Last year when I got an APS 6 position at the ATO, I was selected out of a group of 116 applicants.

motleychick 3:20 pm 09 Mar 10

motleychick said :

Applying for jobs in the paper or on the gazette can be a waste of time as they are already filled internally, and they are only being advertised because they have to be.

I’ve told you a million times not to exaggerate. Sometimes yes, there will be someone acting in job who is then appointed/promoted after the selection process, but there are many advertised jobs where no one is acting, a new position for example.

Wasn’t overexaggerating, should have added to that to contact the officer to see if someone is currently in the position and go from there.

spinact 2:11 pm 09 Mar 10

motleychick said :

You won’t find an employment agency that can place you in a permanent APS position. It is true when they tell you they can only put you in temp or contract positions. The best way to get your foot in the door is to get into a temp position. When your contract is up and you apply for the position, you have more of a chance since you have been in it for 3 months or so.

Temp contracts are a good foot in the door. I’ve filled a few positions with staff who were hired via a temp agencies. Their time in the job enabled them to ace the selection process.

motleychick said :

Applying for jobs in the paper or on the gazette can be a waste of time as they are already filled internally, and they are only being advertised because they have to be.

I’ve told you a million times not to exaggerate. Sometimes yes, there will be someone acting in job who is then appointed/promoted after the selection process, but there are many advertised jobs where no one is acting, a new position for example.

motleychick 10:53 am 09 Mar 10

You won’t find an employment agency that can place you in a permanent APS position. It is true when they tell you they can only put you in temp or contract positions. The best way to get your foot in the door is to get into a temp position. When your contract is up and you apply for the position, you have more of a chance since you have been in it for 3 months or so.

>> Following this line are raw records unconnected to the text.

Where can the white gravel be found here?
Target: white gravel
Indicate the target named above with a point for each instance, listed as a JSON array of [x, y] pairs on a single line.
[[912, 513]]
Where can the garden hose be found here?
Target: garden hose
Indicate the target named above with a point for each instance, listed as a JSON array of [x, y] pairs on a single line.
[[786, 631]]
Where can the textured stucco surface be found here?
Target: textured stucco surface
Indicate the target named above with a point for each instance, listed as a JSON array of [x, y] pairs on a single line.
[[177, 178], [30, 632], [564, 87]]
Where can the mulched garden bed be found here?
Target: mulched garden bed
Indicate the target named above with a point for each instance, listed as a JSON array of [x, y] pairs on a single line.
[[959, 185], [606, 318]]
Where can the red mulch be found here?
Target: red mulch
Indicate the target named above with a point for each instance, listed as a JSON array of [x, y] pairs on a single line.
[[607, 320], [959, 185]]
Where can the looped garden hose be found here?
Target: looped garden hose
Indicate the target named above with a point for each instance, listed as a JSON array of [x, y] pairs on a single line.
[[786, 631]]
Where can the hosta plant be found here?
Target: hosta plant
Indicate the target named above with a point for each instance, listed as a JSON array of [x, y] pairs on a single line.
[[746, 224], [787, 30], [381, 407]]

Applying for jobs in the paper or on the gazette can be a waste of time as they are already filled internally, and they are only being advertised because they have to be.

Getting a permanent jobi n the APS can be very hard, but it also depends on who you know. If you know someone who is in a high level position than they may be able to help you get in, although most of the time you will still have to go through the interview process.

Enny said :

I’m not sure how old you are, what pay you’re on and if this is relevant for you, but some government graduate programs accept people with tertiary education completed up to 7 years ago – they usually guarantee permanent employment at completion.

Graduate recruitment rounds for APS departments are advertised Australia wide, so applicants are competing with hundreds of others and the process can take up to a year.

Thumper 8:30 am 09 Mar 10

Seriously though, end of last year I held some interviews at the APS6 level and had about 60 applications of which 30 would have been qualified to do the job.

Look at ensuring you tell the interview panel what you have done, how you did it, what benefits it brought to the previous workplace, and how it will benefit the current workplace, etc. In short, sell youself.

Thumper 8:25 am 09 Mar 10

It’s important to know the secret public service hand shake when you go into an interview.